China has told the US it will pay for its boycott of the Beijing Winter Olympics on human rights grounds.

The White House said it would not send any government officials to the games in February 2022 because of the ongoing genocide and crimes against humanity in Xinjiang and other human rights abuses. The Chinese Foreign Ministry spokeswoman Zhao Lijian told a press conference on Tuesday that the U.S. will pay for its wrongdoing. Zhao accused the U.S. of hypocrisy and called Western allegations of a cultural genocide of Uyghur Muslims a fabricated lie.

He said that the U.S. side tried to disrupt the Beijing Winter Olympics.

According to human rights groups and first-hand accounts, China has held 1 million Uyghurs and other minorities in internment camps where some are subject to forced labor, sterilization and torture. China denies this and says re-education camps are necessary to fight terrorism.

China is accused by the U.S. and other western powers of removing Hong Kong's democratic freedoms and is facing questions about tennis player Peng Shuai, who has not been seen in public for weeks after allegations of sexual assault against a former Chinese Communist Party official.

Zhao said that the American move to politicize the event was contrary to the Olympic Charter Principle that sports should maintain political neutrality. He warned the US that its position could harm the dialogue and cooperation in a number of important areas and our international regional issues. American athletes will still be able to participate in the games.
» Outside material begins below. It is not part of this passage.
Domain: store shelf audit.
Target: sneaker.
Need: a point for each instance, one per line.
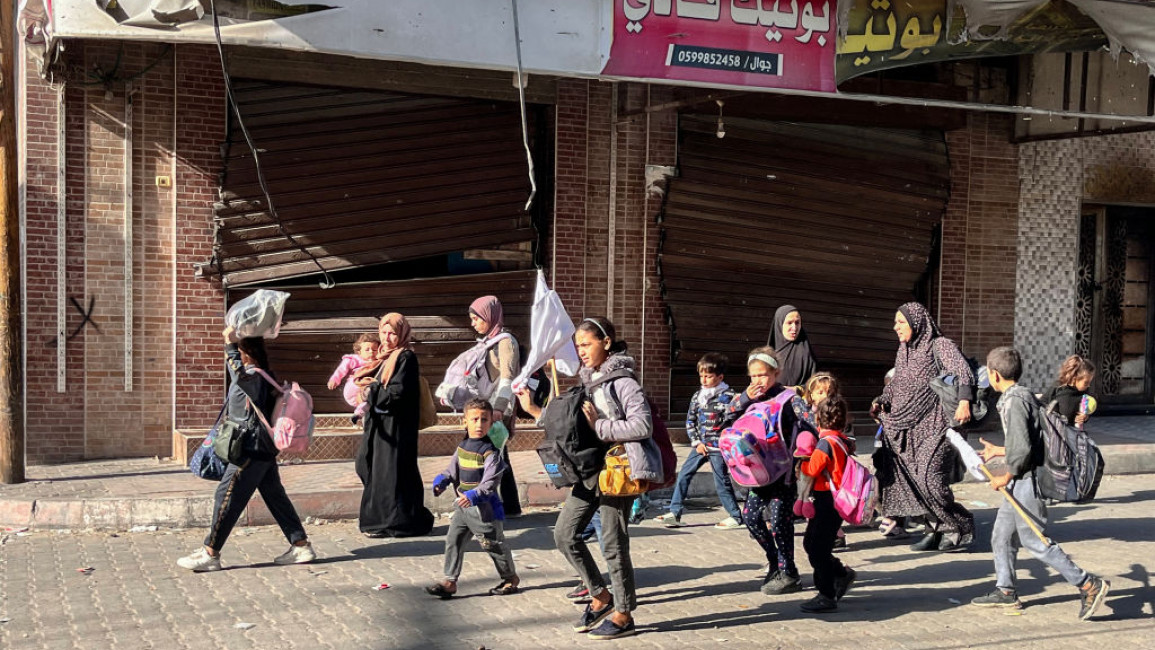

President Joe Biden has been facing bipartisan pressure from lawmakers to take a stronger line on China, including calls for the U.S. to argue that the games should be moved.

Hu Xijin, the editor-in-chief of the Chinese state-affiliated Global Times newspaper, said it was super narcissistic to believe that the boycott was a powerful move, adding that many U.S. officials wouldn't be allowed in due to Covid 19 protocols.

U.S. Secretary of State Antony Blinken has previously said that allies were consulted on a shared approach to a boycott, but other countries have been more cautious in mixing politics and sports.

The office of Italian Prime Minister Mario Draghi told NBC News Italy would not boycott the games.

Canada s foreign ministry said on Monday that it remains deeply disturbed by the troubling reports of human rights violations in China and continues to discuss the matter with partners and allies.

New Zealand will not send ministers to the games, although it made a decision in October.

Grant Robertson, New Zealand's deputy prime minister, said that we had already made the decision that we weren't attending and we will continue to raise issues of human rights, which I note is what the U.S. are raising.

John Hoberman, professor at the University of Texas at Austin, has been researching the ethics of the Olympics since his 1986 book The Olympic Crisis: Sport, Politics, and the Moral Order, critical of the U.S. boycott for not going far enough.

He told NBC News that this is less than a half measure because people don't tune into the Olympics to watch diplomats. If you keep your diplomats out, you are giving a kind of soft blow to the Chinese regime.